So I was able to select the gimp-print drivers in the CUPS web interface configuration and got a nice Printer Test Page...   :Wink: 

----------

## hulf

Uh..how couldnt I see this.

I emerged gimp-print with the flag. The new drivers are selectable now in cups.

The new gimp-print driver doesnt work for my model ( EPSON Stylus Photo 750 - CUPS+Gutenprint v5.0.0-beta4 ) neither does the driver from the gimp-print-4.2.7 version. Cups sends the job in one second but printer doesnt respond. I dont think that the settings arent right cos the 740 driver works with same settings ( black and white ). I tryed to play arround with the printer configuration .. with no luck so far.

Thnx anyway for the help. Sory for bad english   :Razz: 

----------

## Cintra

I didn't remember ppds was in my make.conf either.. anyway, happy to hear things have moved along a bit.

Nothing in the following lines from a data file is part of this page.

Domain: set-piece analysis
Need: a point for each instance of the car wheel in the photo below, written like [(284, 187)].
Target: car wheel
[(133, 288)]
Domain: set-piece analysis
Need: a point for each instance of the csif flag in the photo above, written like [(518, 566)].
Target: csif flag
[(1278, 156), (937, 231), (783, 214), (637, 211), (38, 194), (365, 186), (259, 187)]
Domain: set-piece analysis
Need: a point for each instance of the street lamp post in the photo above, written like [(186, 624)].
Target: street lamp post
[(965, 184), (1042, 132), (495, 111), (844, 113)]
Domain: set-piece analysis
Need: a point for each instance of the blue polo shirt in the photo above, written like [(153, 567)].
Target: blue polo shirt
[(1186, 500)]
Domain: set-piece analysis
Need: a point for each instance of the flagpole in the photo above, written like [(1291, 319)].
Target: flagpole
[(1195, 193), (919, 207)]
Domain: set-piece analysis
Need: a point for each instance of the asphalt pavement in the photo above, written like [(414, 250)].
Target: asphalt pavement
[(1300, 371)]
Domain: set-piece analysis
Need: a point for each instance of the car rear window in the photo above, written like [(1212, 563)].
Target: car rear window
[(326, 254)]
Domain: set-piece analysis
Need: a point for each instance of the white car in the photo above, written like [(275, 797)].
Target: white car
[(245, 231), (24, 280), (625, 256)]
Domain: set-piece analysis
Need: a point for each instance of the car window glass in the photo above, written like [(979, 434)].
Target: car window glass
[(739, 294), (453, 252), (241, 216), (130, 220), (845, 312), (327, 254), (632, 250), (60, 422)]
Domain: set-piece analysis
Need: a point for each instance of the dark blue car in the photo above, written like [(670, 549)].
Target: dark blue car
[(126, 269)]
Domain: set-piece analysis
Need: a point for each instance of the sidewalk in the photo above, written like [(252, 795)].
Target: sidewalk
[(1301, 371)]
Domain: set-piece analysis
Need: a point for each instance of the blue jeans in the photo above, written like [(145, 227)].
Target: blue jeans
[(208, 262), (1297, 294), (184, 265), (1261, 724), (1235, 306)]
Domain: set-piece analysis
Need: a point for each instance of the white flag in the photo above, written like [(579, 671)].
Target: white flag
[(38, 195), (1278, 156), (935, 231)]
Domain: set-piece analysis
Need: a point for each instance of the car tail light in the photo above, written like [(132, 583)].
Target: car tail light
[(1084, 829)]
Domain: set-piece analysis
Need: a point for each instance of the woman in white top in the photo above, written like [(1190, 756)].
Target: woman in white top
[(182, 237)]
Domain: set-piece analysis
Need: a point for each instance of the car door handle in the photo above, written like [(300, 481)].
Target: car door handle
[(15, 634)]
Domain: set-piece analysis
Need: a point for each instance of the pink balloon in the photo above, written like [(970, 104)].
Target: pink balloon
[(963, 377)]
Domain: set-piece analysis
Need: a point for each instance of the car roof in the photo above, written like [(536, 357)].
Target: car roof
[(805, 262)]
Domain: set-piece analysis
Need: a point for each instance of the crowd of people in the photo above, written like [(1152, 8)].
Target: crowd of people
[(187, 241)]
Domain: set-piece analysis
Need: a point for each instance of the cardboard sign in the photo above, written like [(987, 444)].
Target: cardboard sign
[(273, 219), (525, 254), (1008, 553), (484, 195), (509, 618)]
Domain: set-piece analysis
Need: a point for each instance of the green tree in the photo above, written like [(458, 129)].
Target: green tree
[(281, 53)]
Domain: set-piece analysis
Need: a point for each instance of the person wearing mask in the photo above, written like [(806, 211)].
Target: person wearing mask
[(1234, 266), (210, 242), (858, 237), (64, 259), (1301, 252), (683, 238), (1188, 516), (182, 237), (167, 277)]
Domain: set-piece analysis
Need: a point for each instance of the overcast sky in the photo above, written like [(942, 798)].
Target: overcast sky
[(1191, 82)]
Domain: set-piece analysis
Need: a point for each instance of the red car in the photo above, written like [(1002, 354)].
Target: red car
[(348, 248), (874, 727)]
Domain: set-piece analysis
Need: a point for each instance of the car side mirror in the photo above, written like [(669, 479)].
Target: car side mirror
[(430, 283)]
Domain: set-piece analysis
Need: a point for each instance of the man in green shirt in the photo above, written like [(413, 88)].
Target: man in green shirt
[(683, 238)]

All the best. Oh, and your English is no problem!

Mvh

----------

## hulf

Solved. 

I had to emerge hotplug and reemerge ghostscript (+cups). 

Then remove /etc/hotplug/isapnp.rc and restart cups. 

Cured the continous loop  "drivers/usb/class/usblp.c: usblp0: error -19 readingprinter status" in dmesg. Printer now works.

Cintra send me you picture .. ill have it as my wallpaper   :Smile: 

----------